I was thinking the other day about what the best way to find
out how many times a word appears in a string and what the most efficient way
of doing this is and it amazed me that there are a variety of ways that this can
be done. And so I thought I would test this to find out which way is best. In doing so, my intention was to determine a variety of
ways to count the number of occurrences of all words in a string and from that
to establish which method was the most efficient. Using C#, I have implemented
four different ways of doing this and timed the results. Each method was done ten times and the average taken of the results.
Each method was tested over a variety of different input
strings to determine which method was best for which circumstance. As a basis,
each input string had 1036512 words. This was because the first text file used from
http://norvig.com/big.txt was that number of words and this is a reasonable benchmark size that doesn't take too long to run.
Grouping
The grouping of items and a corresponding count has many
uses and there are a variety of ways this can be implemented. This is similar
in a sense to the GROUP BY statement in a SQL statement using a COUNT() function that would be implemented by the following SQL query:
Select word, count(word) from table group by word
This shows that there are two components required for a
query. The word and the count. As a basis of each method a requirement was to
return an array of objects that each had a word and a count. This lead to a
method signature used for each grouping technique being defined such that it
took a string as input and returned an array of objects that contained an int
Count and a string Word.
Such that:
public class WordCount
{
public string Word;
public int Count;
}
And method signature:
WordCount [] RunGrouping(string input);
Which would run the method and time the duration of
the grouping. Each method would split the string into a string array of words,
the clock would start, the words grouped, the clock stopped and the results
returned to the calling class.
The four procedures used consisted of:
- A linear count of items using two nested foreach loops to count all words
- A sort of the words then a count
- A count using a Dictionary
- A count using a LINQ query
The string passed to the method to do the work had had
all non-alpha characters removed and was in uppercase so that words were not
incorrectly unique due to extra characters or case sensitivity.
Linear Count
The linear count of items used a List<WordCount>
to hold the items and iterated through each word in the original string passed
to it. Each word was then iterated through the List and if it was present in
the list, the count for the corresponding word was increased. If the inner loop
completes without finding the word, the word was added to the list with a count
of 1. The list was then converted to an array and the method completed. Although not very linear, it was named this as there is one pass for each word in the original list. The
code used is shown below:
public WordCount[] RunGrouping(string input)
{
string[] words = input.Split(' ');
List<WordCount> list = new List<WordCount>();
bool found = false;
WordCount[] counted;
DateTime start = DateTime.Now;
foreach (string word in words)
{
foreach (WordCount w in list)
{
if (w.Word == word)
{
w.Count++;
found = true;
break;
}
else
found = false;
}
if (!found)
{
list.Add(new WordCount { Word = word, Count = 1 });
found = true;
}
}
counted = list.ToArray<WordCount>();
DateTime end = DateTime.Now;
Duration = end - start;
return counted;
}
The efficiency of this query is evidently quite bad as
there are two loops and the inner loop is increasing as more words get added to
the list. The Big O notation for this was O(N^2)

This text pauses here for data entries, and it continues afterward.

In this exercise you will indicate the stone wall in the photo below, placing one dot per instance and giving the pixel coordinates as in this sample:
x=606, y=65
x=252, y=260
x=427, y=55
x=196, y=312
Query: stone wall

Sort of words and then a count
The second procedure tried was a sort of all the words
in an array and then a count of how many of each word appeared. The logic behind
this method is slightly easier as there is only one foreach loop but a temp
variable is used when a new item in the list is encountered. The code for this
query was:
public TimeSpan Duration {get; set;}
public WordCount[] RunGrouping(string input)
{
string[] words = input.Split(' ');
List<WordCount> list = new List<WordCount>();
WordCount[] counted;
int count = 0;
DateTime start = DateTime.Now;
Array.Sort(words);
string tempVar = words[0];
foreach(string word in words)
{
if (word == tempVar)
{
count++;
}
else
{
list.Add(new WordCount { Word = tempVar, Count = count });
tempVar = word;
count = 1;
}
}
list.Add(new WordCount{Word = tempVar, Count = count});
counted = list.ToArray<WordCount>();
DateTime end = DateTime.Now;
Duration = end - start;
return counted;
}
The efficiency of this query in Big O notation can be
seen as O(1) as there is only one for loop instead of two and the iteration is
linear. The sorting of the array at the start is a .NET function that is based
on the Quicksort routine.
Dictionary Grouping
The Dictionary method uses a Dictionary object of
Dictionary<string, int> and can be used as there will only ever be one
instance of a word in the returned array, and so the dictionary Key can be the word and the Value the word count. The efficiency of this query is O(N) and is simpler to understand than the previous two methods. The code used
is shown below.
public TimeSpan Duration {get; set;}
public WordCount[] RunGrouping(string input)
{
string[] words = input.Split(' ');
Dictionary<string, int> dict = new Dictionary<string, int>();
int i = 0;
WordCount[] counted;
DateTime start = DateTime.Now;
foreach (string word in words)
{
if (!dict.ContainsKey(word))
dict.Add(word, 1);
else
dict[word]++;
}
counted = new WordCount[dict.Count];
foreach (var pair in dict)
counted[i++] = new WordCount { Word = pair.Key, Count = pair.Value };
DateTime end = DateTime.Now;
Duration = end - start;
return counted;
}
The efficiency of this query could be considered O(N^2)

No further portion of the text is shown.